The church is my home because my home was a domestic church.
This sense of familiarity and comfort did not begin with catechetical classes or even the Mass. My deep-seated love for the church began with what surrounded me in my own home growing up: the art on the walls, the nativity sets displayed at Christmas, the crucifix hanging in our kitchen, right next to the refrigerator, so that every time you went to grab a glass of milk, there was Jesus, staring at you from the cross.
The church is my home because my home was a domestic church.
My parents are not theologians. My mom is an accountant and my dad a director of bank security. They did not raise us in a mini-seminary, and they could not explain the ins and outs of the sacraments (nor would I expect them to). But they are good, salt-of-the-earth, hard-working, every-day Catholics who brought me and my sister to Mass on Sunday, sent us to youth group events, led us in grace before meals each night and encouraged us to be unafraid to ask questions and talk about our Catholic faith. They attend morning Mass every day, go on retreats and serve as mentors to engaged couples in our parish. They have rosary beads in their pockets, crosses around their necks, holy cards stuck in the dashboard of their cars and Catholic art adorning the walls of their home.
The deep faith of my adulthood was born out of a very rich experience of the simple Catholic living that surrounded me as a child.
Our personal witness to the Catholicism we love can and does deeply enrich the lives of our children.
Now that I have a daughter, the thought of raising children in the faith and “building the domestic church” can be intimidating. There is a fear that my husband and I are doing something wrong or that we are not doing enough or that our children will someday become part of the disaffiliated “nones” that swear off the faith and hate Catholicism because it was forced on them or does not make rational sense anymore.
But the best way to build the domestic church and to quell those fears is not necessarily by doing anything other than simply being faithful Catholics ourselves. Our personal witness to the Catholicism we love can and does deeply enrich the lives of our children. The objects we place in our home that call to mind our faith imprints the images of our church into their hearts and minds. The simple conversations we have about what we believe will be remembered for years and carried into adulthood.
As a kid, there was nothing more beautiful to me than seeing my mom pray after she received Communion. I can see it now: her head slightly bowed, eyes closed, left hand folded over right, with her wedding ring on top. A convert to the faith, my mom loves the Eucharist more than anything else in this world. I know this because I grew up witnessing it every day. My father lost his job a few years back, and one Sunday morning, sitting in the pew before Mass began, I looked over and saw him staring at his cell phone. Prepared to fuss at him for texting in church, I leaned over and caught a glimpse of the screen. “Prayer for gainful employment” flashed across the top. Knowing he was bringing a specific intention to the Lord challenged me in that moment to be more trusting of Jesus, the same way he was.

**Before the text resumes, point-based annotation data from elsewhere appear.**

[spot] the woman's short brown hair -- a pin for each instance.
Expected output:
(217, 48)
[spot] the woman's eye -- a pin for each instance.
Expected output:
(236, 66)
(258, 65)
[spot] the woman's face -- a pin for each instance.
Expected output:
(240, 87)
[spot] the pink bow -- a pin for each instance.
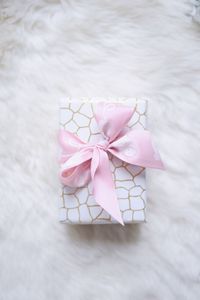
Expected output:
(82, 162)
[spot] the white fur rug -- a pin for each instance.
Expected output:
(53, 49)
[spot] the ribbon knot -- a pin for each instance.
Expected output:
(82, 162)
(103, 144)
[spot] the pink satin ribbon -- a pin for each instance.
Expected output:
(82, 162)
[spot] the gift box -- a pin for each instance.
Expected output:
(78, 205)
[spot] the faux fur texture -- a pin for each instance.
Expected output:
(52, 49)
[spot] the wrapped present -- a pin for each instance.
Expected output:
(105, 150)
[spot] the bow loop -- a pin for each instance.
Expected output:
(82, 162)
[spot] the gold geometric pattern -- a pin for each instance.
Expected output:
(77, 205)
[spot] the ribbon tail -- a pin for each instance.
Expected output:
(103, 185)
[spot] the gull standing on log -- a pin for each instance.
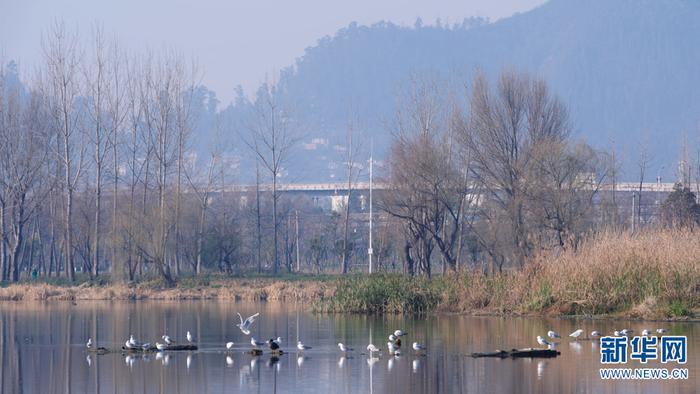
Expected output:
(245, 325)
(576, 334)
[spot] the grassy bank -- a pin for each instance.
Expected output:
(651, 276)
(204, 288)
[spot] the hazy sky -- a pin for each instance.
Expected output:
(235, 42)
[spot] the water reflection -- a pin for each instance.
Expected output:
(48, 340)
(576, 347)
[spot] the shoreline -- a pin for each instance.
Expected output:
(318, 294)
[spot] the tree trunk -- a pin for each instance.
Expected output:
(275, 226)
(98, 217)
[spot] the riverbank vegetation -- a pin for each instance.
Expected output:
(652, 275)
(487, 203)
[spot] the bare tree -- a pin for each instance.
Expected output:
(61, 88)
(202, 188)
(426, 187)
(184, 85)
(271, 140)
(24, 140)
(504, 126)
(352, 172)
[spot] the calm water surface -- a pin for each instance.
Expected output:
(42, 349)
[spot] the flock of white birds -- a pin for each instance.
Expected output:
(393, 345)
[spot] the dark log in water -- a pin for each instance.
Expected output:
(152, 348)
(99, 350)
(520, 353)
(259, 352)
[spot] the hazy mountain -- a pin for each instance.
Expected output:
(627, 68)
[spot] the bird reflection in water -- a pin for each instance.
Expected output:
(541, 366)
(300, 360)
(415, 366)
(576, 347)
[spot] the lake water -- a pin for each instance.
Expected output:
(43, 351)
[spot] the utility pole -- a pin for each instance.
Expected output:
(296, 225)
(634, 211)
(369, 250)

Pope Francis recently told a group of parents, “The important thing is to transmit the faith with your life of faith: that they see the love of the spouses, that they see the peace of the house, that they see that Jesus is there.”

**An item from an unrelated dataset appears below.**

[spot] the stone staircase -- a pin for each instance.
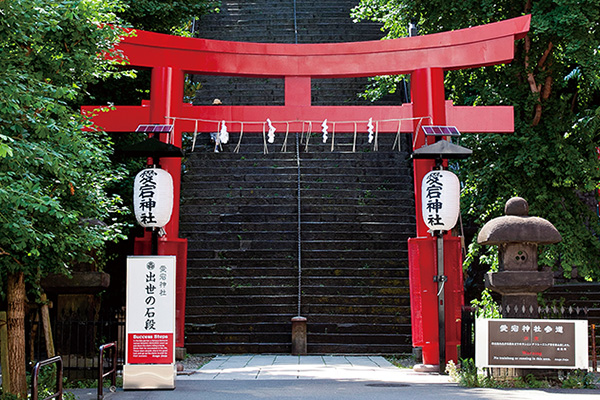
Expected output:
(239, 212)
(272, 21)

The domestic church is not constructed in a day but built up over time, growing with the family through the witness of the parents, the things filling the house and the conversations encouraged and shared. The faith is not simply learned and memorized. It is transmitted. It is experienced. It is witnessed and then loved and then lived. It is in those homes, where faith is visibly lived and loved, that the church becomes a home one would never leave.